In order to clearly explain our motivations we often report examples, both positive and negative. The examples snippets are syntax-highlighted and decorated, e.g.

type foo
  contains
    procedure :: negate_foo
    generic :: operator(.not_foo.) => negate_foo ! .not_foo. is not a valid name
end type

type foo
  contains
    procedure :: negate_foo
    generic :: operator(.notFoo.) => negate_foo ! .notFoo. is a valid name
end type

Compilers support

Not all best practices are supported by all compilers, e.g. if a suggested practice relies on a modern Fortran standard it is likely that few compilers support it. When it is useful, the compilers support is emphasized by a check list like

Compiler Version Support
GNU gfortran 5.3+ ✔️
Intel Fortran 15.03
IBM XL Fortran 14.1

Motivations

standard compliance counts... but practicality counts more

Standards conformance should be considered of paramount relevance:

be standards compliant as much as possible

However, follow this guideline with counsciousness, be ready to be flexible, many are the reasons why you could prefer to break the standard compliance. Practicality imposes a compromise generating a hierarchy of standards conformities:

  • be standards compliant as much as possible...
    • except when practicality needs extensions:
      • prefer extensions that are widely supported by different (possible free) compilers.

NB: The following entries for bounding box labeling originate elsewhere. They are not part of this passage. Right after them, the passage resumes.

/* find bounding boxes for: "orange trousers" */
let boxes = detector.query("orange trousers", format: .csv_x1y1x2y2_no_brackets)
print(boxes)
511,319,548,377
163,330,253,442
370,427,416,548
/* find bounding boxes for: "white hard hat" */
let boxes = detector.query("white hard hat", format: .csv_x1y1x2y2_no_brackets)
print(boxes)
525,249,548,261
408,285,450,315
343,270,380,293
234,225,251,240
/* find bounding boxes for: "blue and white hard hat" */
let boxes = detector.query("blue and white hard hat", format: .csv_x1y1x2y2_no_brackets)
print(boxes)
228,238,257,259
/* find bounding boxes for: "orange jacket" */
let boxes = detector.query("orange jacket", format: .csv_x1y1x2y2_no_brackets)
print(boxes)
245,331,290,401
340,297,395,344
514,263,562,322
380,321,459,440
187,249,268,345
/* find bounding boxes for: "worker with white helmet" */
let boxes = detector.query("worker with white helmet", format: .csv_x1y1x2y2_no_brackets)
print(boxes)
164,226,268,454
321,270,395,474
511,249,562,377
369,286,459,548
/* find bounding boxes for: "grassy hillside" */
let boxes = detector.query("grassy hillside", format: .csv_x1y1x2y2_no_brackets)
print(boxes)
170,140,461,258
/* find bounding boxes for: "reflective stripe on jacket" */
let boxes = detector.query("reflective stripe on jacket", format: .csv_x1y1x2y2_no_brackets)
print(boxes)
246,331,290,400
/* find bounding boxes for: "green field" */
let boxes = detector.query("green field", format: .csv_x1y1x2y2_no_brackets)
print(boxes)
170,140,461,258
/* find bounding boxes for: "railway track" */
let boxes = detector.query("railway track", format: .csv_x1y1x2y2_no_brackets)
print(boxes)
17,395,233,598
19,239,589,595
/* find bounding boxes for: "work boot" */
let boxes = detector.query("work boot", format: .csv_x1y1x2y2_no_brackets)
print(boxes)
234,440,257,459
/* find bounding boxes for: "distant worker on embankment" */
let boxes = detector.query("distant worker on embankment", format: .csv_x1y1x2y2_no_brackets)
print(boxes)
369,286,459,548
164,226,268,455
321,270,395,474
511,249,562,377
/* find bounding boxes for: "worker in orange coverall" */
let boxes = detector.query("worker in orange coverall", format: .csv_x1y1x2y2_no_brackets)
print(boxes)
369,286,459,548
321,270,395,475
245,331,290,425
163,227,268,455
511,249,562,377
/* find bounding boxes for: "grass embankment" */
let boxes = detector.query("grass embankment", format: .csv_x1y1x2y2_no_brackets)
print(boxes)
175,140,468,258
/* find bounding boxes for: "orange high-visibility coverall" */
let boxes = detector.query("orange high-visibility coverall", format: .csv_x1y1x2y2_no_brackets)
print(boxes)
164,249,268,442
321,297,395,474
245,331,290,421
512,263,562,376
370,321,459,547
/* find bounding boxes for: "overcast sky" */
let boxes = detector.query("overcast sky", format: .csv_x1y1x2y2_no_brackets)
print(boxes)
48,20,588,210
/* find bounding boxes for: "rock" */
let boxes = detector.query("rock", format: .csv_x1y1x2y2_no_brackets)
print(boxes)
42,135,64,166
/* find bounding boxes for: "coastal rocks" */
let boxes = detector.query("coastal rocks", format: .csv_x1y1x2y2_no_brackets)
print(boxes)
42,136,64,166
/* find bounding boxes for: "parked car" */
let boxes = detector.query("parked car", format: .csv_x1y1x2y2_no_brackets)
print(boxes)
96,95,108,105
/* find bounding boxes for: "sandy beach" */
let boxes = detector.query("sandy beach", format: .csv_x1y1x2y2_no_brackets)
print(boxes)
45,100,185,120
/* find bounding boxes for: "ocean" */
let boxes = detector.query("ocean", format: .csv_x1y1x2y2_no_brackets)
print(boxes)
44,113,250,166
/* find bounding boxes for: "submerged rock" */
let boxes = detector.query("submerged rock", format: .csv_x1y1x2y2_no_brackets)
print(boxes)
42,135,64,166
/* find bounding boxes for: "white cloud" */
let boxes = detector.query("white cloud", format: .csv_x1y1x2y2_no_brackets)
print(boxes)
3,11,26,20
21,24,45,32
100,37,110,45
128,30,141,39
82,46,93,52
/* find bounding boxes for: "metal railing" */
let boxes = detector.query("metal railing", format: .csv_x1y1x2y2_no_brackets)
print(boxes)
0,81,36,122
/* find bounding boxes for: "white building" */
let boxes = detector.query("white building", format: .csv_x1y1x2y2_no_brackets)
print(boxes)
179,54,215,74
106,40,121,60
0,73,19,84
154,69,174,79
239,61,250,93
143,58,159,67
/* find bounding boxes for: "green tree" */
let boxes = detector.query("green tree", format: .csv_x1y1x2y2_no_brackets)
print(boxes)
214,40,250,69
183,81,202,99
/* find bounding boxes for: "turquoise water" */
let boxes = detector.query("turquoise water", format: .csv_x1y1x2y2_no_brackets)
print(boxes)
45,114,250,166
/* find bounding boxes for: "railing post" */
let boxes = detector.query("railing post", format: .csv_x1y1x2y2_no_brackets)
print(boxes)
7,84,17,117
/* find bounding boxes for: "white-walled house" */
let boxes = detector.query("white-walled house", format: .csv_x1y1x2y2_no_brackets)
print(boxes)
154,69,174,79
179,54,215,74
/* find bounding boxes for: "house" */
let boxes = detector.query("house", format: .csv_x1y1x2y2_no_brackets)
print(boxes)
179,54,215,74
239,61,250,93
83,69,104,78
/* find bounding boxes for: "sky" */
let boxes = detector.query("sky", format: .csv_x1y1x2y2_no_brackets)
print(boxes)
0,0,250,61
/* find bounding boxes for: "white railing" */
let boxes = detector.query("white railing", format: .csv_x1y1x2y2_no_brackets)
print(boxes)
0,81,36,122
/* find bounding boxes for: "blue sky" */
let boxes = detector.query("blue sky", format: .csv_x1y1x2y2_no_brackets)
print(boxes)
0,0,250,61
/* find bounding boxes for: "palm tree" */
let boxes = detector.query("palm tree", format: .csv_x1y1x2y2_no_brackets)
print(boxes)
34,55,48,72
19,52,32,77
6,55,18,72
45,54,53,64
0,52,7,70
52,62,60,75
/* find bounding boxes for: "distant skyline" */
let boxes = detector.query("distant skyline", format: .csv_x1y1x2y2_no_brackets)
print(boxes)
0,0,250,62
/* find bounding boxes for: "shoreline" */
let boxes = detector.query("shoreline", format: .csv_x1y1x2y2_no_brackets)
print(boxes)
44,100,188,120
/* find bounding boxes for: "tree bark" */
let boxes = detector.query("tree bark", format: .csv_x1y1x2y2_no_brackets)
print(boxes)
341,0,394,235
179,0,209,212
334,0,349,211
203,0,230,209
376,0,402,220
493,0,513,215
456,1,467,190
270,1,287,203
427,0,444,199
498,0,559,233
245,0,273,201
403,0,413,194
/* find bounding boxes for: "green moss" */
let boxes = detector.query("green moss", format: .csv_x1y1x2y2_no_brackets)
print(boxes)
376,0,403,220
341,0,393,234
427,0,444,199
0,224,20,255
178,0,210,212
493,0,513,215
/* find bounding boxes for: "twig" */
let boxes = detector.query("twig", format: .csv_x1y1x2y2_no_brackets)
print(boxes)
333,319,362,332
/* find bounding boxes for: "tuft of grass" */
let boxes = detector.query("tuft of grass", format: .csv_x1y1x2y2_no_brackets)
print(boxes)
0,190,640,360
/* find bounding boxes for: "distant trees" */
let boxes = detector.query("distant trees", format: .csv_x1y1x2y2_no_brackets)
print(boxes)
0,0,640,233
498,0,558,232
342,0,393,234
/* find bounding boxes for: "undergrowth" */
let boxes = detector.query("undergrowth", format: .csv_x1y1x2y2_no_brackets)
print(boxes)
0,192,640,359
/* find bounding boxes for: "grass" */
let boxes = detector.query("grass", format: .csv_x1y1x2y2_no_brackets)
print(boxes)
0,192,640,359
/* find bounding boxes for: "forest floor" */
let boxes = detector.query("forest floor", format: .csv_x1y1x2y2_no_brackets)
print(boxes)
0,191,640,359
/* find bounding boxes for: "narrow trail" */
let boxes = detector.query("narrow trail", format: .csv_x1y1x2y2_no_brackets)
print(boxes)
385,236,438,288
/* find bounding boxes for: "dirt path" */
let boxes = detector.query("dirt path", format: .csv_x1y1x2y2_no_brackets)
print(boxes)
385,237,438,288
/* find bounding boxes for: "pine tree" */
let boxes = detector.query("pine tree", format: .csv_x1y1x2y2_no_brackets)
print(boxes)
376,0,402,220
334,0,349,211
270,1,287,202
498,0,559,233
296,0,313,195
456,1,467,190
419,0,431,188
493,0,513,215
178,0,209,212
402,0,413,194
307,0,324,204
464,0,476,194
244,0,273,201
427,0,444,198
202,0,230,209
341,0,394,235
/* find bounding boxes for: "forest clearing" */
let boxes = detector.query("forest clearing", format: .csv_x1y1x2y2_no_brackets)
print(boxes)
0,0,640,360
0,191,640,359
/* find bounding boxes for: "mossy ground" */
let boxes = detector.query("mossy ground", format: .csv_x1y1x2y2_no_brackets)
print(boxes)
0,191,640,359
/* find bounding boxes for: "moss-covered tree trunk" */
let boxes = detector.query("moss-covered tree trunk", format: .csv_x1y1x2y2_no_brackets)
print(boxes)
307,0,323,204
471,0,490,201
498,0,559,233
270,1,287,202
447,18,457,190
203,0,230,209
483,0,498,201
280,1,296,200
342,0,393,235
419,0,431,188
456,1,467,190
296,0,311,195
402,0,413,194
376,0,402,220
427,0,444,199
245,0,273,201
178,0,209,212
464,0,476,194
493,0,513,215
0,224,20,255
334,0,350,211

Among the common reasons to break standards compliance, the following are worth to be mentioned

  • exploit parallel architectures: Fortran is widely used in High Performance Computing (HPC) where parallel hardware is omnipresent; it is very common the necessity to adopt third party solution (generally a library) to exploit such a hardware; rather than a very promising, but uncommon solutions, prefer: OpenMP, OpenACC, ...
  • consume third party library: some problems thst are not strictly related to mathematical computations (e.g. OS-level operations or runtime errors handling) are often solved using mixed-languages, non standard libraries (typycaly C based, but Python is also commonn nowadays); in such a case consider exploiting ISO_C_BINDING to develop standards compliance codes as much as possible.

TODO: Complete discussion of 'exploit parallel architectures' (first bullet point)

Finally, be conscious that there are other (subtle) aspects that could make your code non-standard: for example, the use of preprocessor directives makes your code not strictly standard since there is no standard Fortran preprocessor. While many Fortraners use the fpp preprocessor which ships with Intel's Fortran compiler, others use the COCO preprocessor[e], and many use no preprocessor at all.

Beautiful is better than ugly

There is a common misconception about computer codes: only the results count, no matter the form of your code. This is wrong from many points of view, but mostly remember that:

in addition to writing code for the computer, you are also writing code for humans, yourself included. The purpose of the calculations and the methods used to do so must be clear

see [1]. This means that results count, but also readability is a value: a readable and clear (and possible concise) code can be easily debugged, improved and maintained (e.g. ported on new architecture). As a consequence, the time you spend on beautify your code is not wasted: it will reduce future works, it will allow easy collaboration with new developers, it will make easy to evolve the code itself.

In the case of code used in high-reliability environments (i.e. nuclear safety), source code may be subject to audits and peer review for verification purposes (i.e. ensuring the code correctly implements its functional specifications). Code which is obscure is difficult to review and verify and may harbor faults which testing does not reveal.

The followings are some guidelines to try to develop beautiful (in the sense of readable/clear) codes:

Naming convention counts

The naming convention is a very personal choice. The following suggestions should be considered as they are... just suggestions.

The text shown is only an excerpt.